Teachers often use literature to impart values you can’t get elsewhere. By reading about characters and their varying moral compasses, they can gain different perspectives that they wouldn’t normally get.
The Ministry of Education (MOE) shared the poem, entitled Gone Viral on their Facebook page on Saturday (22 Feb) and spread its wings, it has.
Here’s an enlarged version of the poem.
A “twin cinema” poem features 2 columns, and can be understood vertically or horizontally – and as the picture humorously points out, hysterically as well.
As is often the case with poems, they can be read in several different manners. Even the title, “Gone Viral”, may have multiple meanings.
The poem depicts at least 2 different perspectives – the left column, read downwards, appears to be from the viewpoint of someone who’s concerned about the coronavirus spread.
Vaguely xenophobic, this metaphorical person alludes to foreigners with the line “foreign disease-ridden walking pathogens, with their nauseating habits”.

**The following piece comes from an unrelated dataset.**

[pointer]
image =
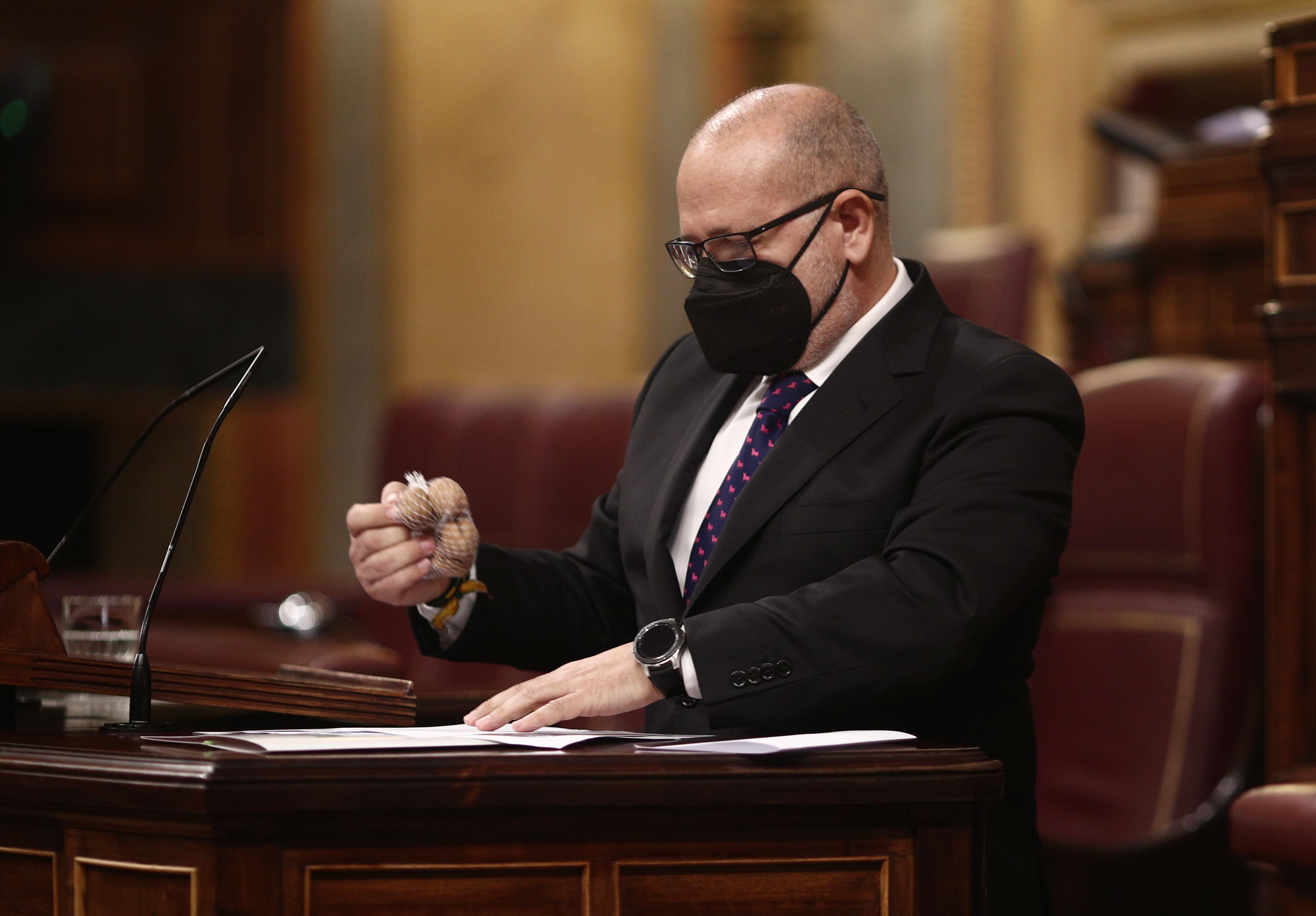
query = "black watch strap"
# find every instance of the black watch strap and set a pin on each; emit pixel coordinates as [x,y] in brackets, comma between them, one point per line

Meanwhile, the right column warns instead of the hysteria that’s gripped some Singaporeans, as opposed to the virus itself.

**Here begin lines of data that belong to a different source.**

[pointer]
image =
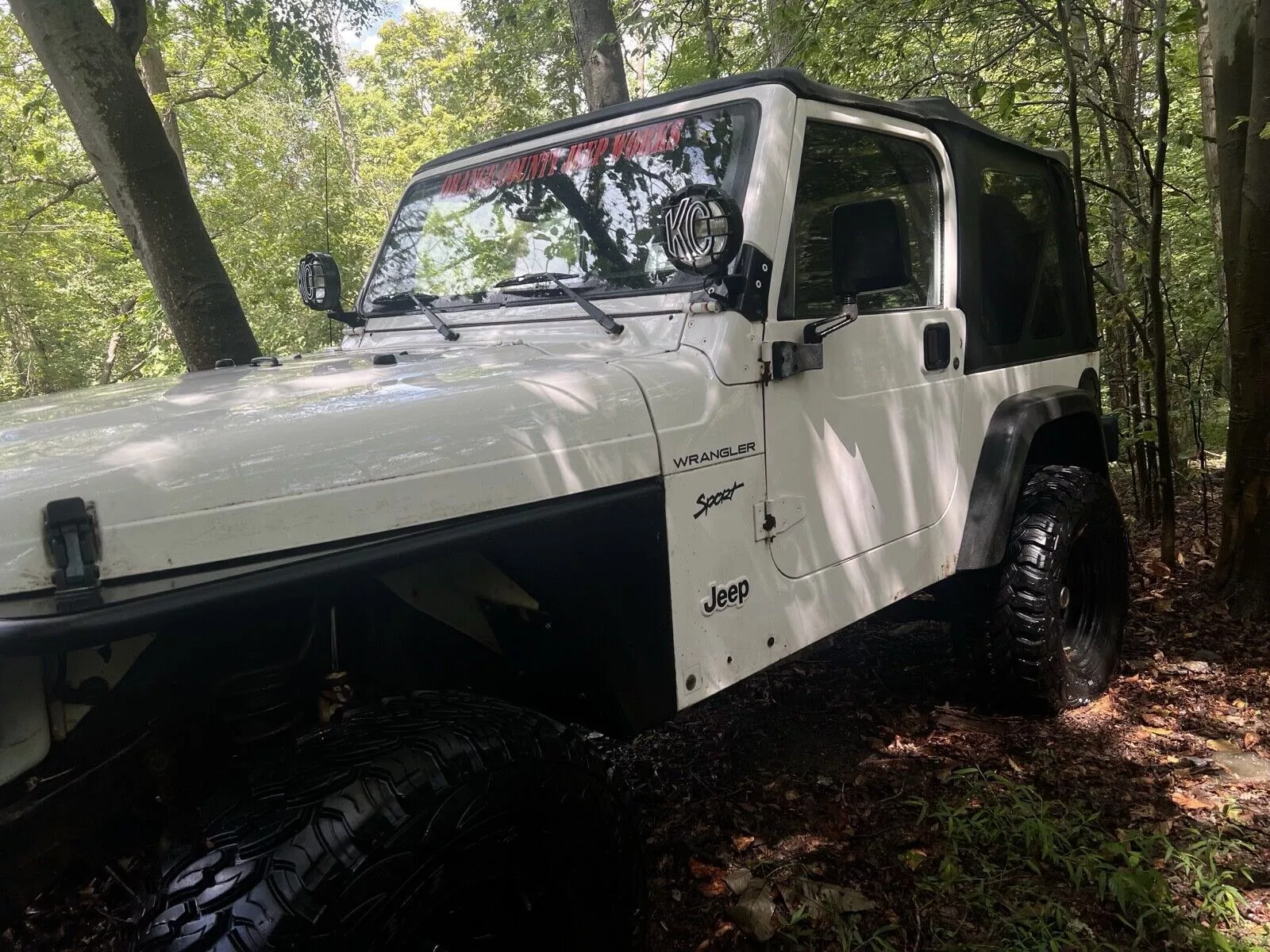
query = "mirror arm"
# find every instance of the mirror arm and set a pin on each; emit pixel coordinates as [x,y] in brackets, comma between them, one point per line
[818,330]
[347,317]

It also calls out the “xenophobes” and “media sources that paint visitors and immigrants as virus spreaders”.
When read from left to right, the take is far more measured – it combines both the practicality of the left and the denouncing of the “xenophobes” on the right.
In bringing out these contrasting viewpoints in a single poem, the author wants to allow students to see different points of view and thus consider where they may be coming from.
This is empathy in a nutshell.
We should never be too quick to judge – be it the panic-buyers or those who look upon them with disdain – and always try to see where they’re coming from when they have a certain view.
Kudos to MOE and Mr Ow Yeong for sharing and composing the poem respectively! They prove that schools can teach us more than how to get good grades.